We conducted MTT assay to determine the non-cytotoxic concentration of the extraction solutions of the two materials. The extraction solution of TRC paste below 20 mg/㎖ showed a survival rate of 95% or more. Thus, the addition of Si-HA to the calcium hydroxide paste does not affect the safety of the existing product, and instead showed lower cytotoxicity than Calcipex II.
Subsequent experiments were carried out at the non-toxic concentration (below 20 mg/㎖) of the two materials, and their anti-inflammatory activity was investigated in LPS-stimulated RAW 264.7 cells. NO plays an important role in the regulation of immunological systems as a host defense effector, and particularly mediates the activation of macrophages under the inflammatory response[13,28]. In macrophages, iNOS is overexpressed by endotoxins or cytokines during inflammation and produces a large amount of NO. Therefore, the suppressive effect of NO and iNOS is an essential property of an anti-inflammatory agent. In this study, we measured nitrite, the final product of NO oxidation, and iNOS at the protein level. The results showed that Calcipex II and TRC paste dose-dependently decreased NO production and iNOS expression induced by LPS in RAW 264.7 cells. The TRC paste showed higher attrition rates than Calcipex II at all concentrations tested in assay for NO and iNOS. Our results demonstrate that calcium hydroxide paste significantly inhibits inflammatory activity in LPS-stimulated macrophages, and the effect is enhanced when Si-HA is added to the paste. In western blotting analysis, however, level of β-actin protein were decreased in both test paste at 20 mg/ml. Repeated experiments showed the same tendency. Although further studies are needed, this data suggests that a high concentration of calcium hydroxide paste may affect the cytoskeletal structure.
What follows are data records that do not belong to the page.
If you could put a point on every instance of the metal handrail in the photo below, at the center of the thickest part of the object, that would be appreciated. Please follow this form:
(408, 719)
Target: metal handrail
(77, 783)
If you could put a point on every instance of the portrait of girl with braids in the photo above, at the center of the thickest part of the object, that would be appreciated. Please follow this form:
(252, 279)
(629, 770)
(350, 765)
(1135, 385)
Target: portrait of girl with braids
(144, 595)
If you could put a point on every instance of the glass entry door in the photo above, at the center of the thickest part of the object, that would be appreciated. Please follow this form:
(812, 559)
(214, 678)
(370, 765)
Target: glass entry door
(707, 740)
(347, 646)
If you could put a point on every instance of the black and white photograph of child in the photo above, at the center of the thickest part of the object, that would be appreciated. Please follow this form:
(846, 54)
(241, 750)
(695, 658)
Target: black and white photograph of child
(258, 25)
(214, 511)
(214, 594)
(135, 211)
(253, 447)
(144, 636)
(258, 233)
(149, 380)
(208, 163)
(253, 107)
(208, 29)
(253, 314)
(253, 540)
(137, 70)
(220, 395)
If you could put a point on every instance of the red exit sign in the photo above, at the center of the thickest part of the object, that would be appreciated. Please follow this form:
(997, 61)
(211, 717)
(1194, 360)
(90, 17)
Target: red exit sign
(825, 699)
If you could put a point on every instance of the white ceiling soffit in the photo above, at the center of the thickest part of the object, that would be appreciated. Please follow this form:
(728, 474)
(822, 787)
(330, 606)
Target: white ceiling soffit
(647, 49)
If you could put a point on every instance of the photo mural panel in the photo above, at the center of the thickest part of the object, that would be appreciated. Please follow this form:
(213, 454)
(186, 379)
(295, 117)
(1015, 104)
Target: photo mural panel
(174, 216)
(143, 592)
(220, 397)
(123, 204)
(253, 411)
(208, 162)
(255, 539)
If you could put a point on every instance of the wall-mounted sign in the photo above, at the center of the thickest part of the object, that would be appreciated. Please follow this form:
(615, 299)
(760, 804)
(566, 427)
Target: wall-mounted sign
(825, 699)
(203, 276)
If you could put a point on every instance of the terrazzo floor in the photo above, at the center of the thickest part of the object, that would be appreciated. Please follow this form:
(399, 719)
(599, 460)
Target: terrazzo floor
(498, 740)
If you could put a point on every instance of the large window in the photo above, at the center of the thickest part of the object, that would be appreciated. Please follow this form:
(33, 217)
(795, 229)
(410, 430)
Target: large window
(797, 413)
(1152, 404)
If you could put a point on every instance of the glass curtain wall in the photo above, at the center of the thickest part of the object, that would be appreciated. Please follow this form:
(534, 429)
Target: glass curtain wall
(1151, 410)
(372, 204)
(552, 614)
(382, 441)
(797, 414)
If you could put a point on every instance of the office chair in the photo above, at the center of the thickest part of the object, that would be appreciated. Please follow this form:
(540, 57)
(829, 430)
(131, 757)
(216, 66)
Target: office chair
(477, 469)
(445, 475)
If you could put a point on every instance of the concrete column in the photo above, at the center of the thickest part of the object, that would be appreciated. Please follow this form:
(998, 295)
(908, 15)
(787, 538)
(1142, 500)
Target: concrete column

Despite the fact that calcium hydroxide paste shows positive effects in endodontic treatment, there has been no clear evidence pointing to the underlying mechanism of these beneficial effects. It has been suggested that calcium hydroxide paste as a root filling material could stimulate the periapical tissue to maintain health or promote healing. In addition, the release of ions could increase the pH, which would encourage repair and active calcification[4,5,20]. Although these mechanisms could explain the healing effects of calcium hydroxide paste, its mechanism of anti-inflammatory activity remained unclear. The present results showed that the newly developed TRC paste showed a clear anti-inflammatory effect in macrophages stimulated by LPS. In conclusion, the newly developed TRC paste significantly decreased the production of NO and iNOS compared to the control group. To confirm the other properties of TRC paste containing Si-HA, further experimental such as bone mineralization and clinical studies are recommended.
Conclusions
The anti-inflammation effect of modified Calcium hydroxide, TRC paste containing silicon-substituted hydroxyapatite (Si-HA) were investigated using MTT assay, nitric oxide production and inducible nitric oxide synthase expression in lipopolysaccharide-treated RAW 264.7 cells. From the results, the Si-HA calcium hydroxide paste has improved anti-inflammatory property compare to control product without Si-HA. To confirm its mechanism and other application in clinics, further studies such as mineralization tests are needed before clinical recommendations can be proposed.